今回は、「火災」という文字列を含む製品事故に限定して収集します。
このように、検索条件を入力すると、
検索結果が返ってきます。
「火災」という文字列を含む製品事故は、12924件存在でした。
今回は、こちらのデータセットを対象に分析を進めたいと思います。
データの集計・分析(対象全データ)
pythonのpandas-profilingを使います。
詳しい使い方については、こちらの記事を御覧ください。
# データの読み込み
import pandas as pd
df_fire = pd.read_csv('accident_fire.csv', encoding="cp932")

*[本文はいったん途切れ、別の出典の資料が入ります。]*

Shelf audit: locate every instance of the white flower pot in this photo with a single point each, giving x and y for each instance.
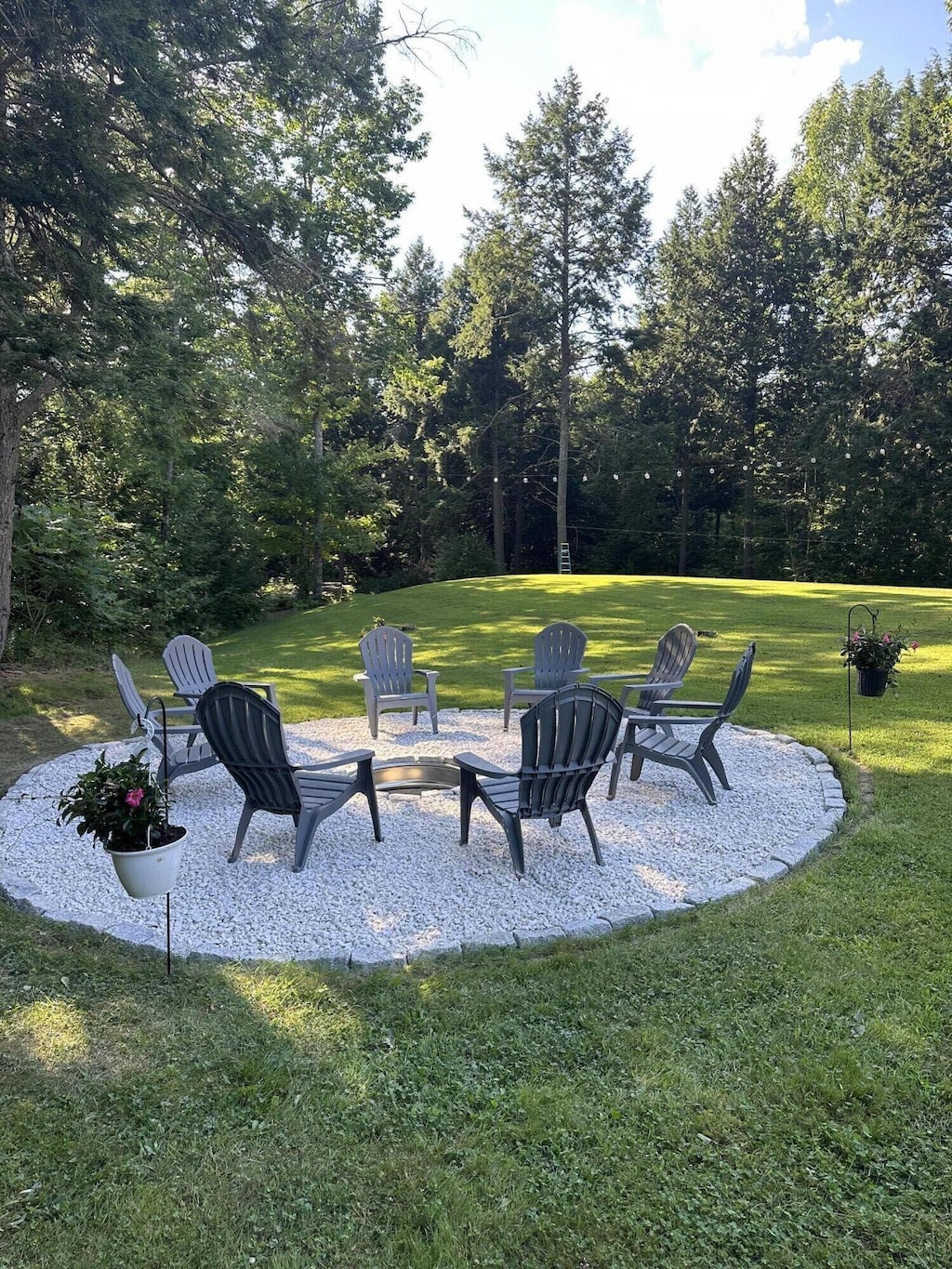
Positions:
(146, 873)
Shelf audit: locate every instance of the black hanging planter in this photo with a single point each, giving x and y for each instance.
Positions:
(869, 681)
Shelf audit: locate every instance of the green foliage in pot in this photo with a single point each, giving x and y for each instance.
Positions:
(120, 803)
(871, 650)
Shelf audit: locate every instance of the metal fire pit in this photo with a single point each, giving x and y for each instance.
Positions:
(416, 775)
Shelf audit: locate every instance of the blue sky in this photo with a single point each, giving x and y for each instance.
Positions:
(687, 77)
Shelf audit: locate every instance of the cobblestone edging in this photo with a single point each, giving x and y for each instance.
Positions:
(27, 896)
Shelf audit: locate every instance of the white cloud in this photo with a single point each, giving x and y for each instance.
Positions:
(687, 77)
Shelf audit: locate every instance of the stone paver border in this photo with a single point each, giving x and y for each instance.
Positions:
(27, 896)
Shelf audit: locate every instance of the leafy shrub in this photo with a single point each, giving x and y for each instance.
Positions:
(464, 555)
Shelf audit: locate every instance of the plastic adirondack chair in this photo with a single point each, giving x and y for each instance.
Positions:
(192, 757)
(246, 734)
(565, 741)
(559, 650)
(388, 677)
(676, 651)
(656, 741)
(192, 670)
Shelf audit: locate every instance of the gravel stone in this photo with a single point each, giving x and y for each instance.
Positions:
(420, 889)
(712, 893)
(530, 938)
(770, 871)
(591, 929)
(621, 919)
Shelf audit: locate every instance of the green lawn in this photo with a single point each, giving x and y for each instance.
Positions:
(765, 1081)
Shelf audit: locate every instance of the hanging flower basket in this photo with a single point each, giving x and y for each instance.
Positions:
(872, 683)
(146, 873)
(876, 657)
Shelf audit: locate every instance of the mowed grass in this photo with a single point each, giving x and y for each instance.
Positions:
(764, 1081)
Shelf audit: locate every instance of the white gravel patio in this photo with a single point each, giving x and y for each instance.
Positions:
(419, 892)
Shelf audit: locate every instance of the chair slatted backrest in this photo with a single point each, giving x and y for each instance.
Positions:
(245, 733)
(565, 741)
(190, 663)
(388, 660)
(559, 649)
(128, 692)
(735, 692)
(676, 651)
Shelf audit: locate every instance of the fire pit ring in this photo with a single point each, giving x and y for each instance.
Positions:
(416, 775)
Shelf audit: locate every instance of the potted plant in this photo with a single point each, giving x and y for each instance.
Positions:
(124, 807)
(876, 657)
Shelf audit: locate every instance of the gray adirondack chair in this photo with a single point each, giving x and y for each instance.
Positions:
(565, 741)
(245, 731)
(676, 651)
(649, 741)
(388, 677)
(183, 759)
(559, 650)
(192, 670)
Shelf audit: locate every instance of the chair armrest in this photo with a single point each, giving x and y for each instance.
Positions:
(646, 722)
(624, 674)
(479, 765)
(690, 705)
(354, 755)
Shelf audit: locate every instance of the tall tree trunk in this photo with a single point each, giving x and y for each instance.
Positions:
(10, 430)
(165, 527)
(684, 490)
(318, 543)
(563, 388)
(13, 416)
(497, 514)
(518, 523)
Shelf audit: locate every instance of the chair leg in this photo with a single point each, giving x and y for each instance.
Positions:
(615, 769)
(714, 761)
(702, 778)
(371, 791)
(590, 826)
(246, 813)
(308, 823)
(513, 835)
(468, 793)
(372, 711)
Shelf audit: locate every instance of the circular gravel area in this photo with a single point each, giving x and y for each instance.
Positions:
(419, 891)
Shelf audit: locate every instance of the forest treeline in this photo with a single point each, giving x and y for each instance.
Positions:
(219, 392)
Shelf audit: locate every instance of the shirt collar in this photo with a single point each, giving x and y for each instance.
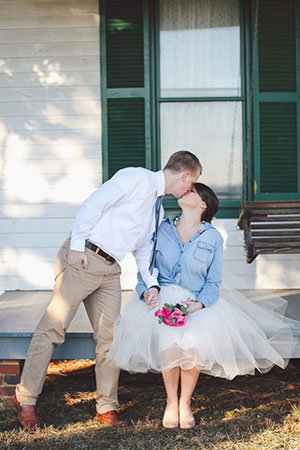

# pandas-profilingによる集計・可視化
import pandas_profiling as pp
pp.ProfileReport(df_fire)
以下で集計結果を確認します。
品名
ガスこんろ・石油ストーブが多く、石油給湯機・エアコンが続いています。
被害の種類
「火災」という文字列を含む事故を対象に絞ったので、火災が1位となりました。
次いで、拡大被害(製品破損にとどまらず、周囲の製品や建物などにも被害を及ぼすこと)、軽症、製品破損と続きます。
そして第5位に死亡がランクインしました。
但し、NITEが報告を受けているものは重大な事故の情報が多いと考えられるので、実際に死亡に至るような製品事故の割合は、グラフ中の数字よりは少ないのではないかと推測します。
事故原因区分
凡例がないと分かりにくいので、凡例付きで列挙します。
1位 -- 記載なし
2位 E2 消費者の不注意
3位 E1 消費者の誤使用
4位 F2 その他製品に起因しないか、又は使用者の感受性に関係するもの
5位 G1 原因不明
6位 D1 業者の設置・施工不良
7位 E3 消費者の設置・施工不良
8位 A2 製造不良
9位 F1 製品には起因しない偶発的事故
10位 C1 経年劣化
:
中項目でEに該当する事故、すなわち消費者の責任で発生する事故が多いことが分かります。
事故原因(自由記述)
後に紹介する方法1に従い、文章中から重要なキーワードを抽出した後に、後に紹介する方法2に従い、重要なキーワードをユーザー定義語に追加。ユーザー定義語を考慮した形態素解析結果をWordCloudを用いて可視化します。WordCloudを用いた可視化については、こちらの記事で説明しています。
事故原因のキーワードを可視化してみました。
事故原因の詳細を検索するヒントになりそうなキーワードが出力されていることを確認できました。
(分析結果を利用した、キーワード検索の例は後に紹介する検索例で説明する)
データの集計・分析(死亡事故に限定した場合との比較)
次いで、死亡事故に絞って、同様に集計・分析した後、対象全データと比較します。
df_death = df_fire[df_fire["=\"被害の種類\""].str.contains('死亡', na=False)]
print(len(df_death))
<出力結果>
659
659件の死亡事故のデータを抽出できました。
df_death = df_fire[df_fire["=\"被害の種類\""].str.contains('死亡', na=False)]
print(len(df_death))
以下で集計結果を確認します。
品名
火災事故のデータ全体と比較して、ストーブ(石油・電気)が原因となる場合は、死亡事故となる割合が高いことが分かります。
事故原因区分
1位 E2 消費者の不注意
2位 -- 記載なし
3位 E1 消費者の誤使用
4位 F2 その他製品に起因しないか、又は使用者の感受性に関係するもの
5位 G1 原因不明
6位 E3 消費者の設置・施工不良
7位 F1 製品には起因しない偶発的事故
8位 F2 その他製品に起因しないか、又は使用者の感受性に関係するもの
9位 D1 業者の設置・施工不良
10位 E4 消費者の修理不良
:
通常の火災事故と同様、消費者の責任で発生する死亡事故が多いことが分かります。
事故原因(自由記述)
文章中から重要なキーワードを抽出した後に、重要なキーワードをユーザー定義語に追加。ユーザー定義語を考慮した形態素解析結果をWordCloudを用いて可視化します。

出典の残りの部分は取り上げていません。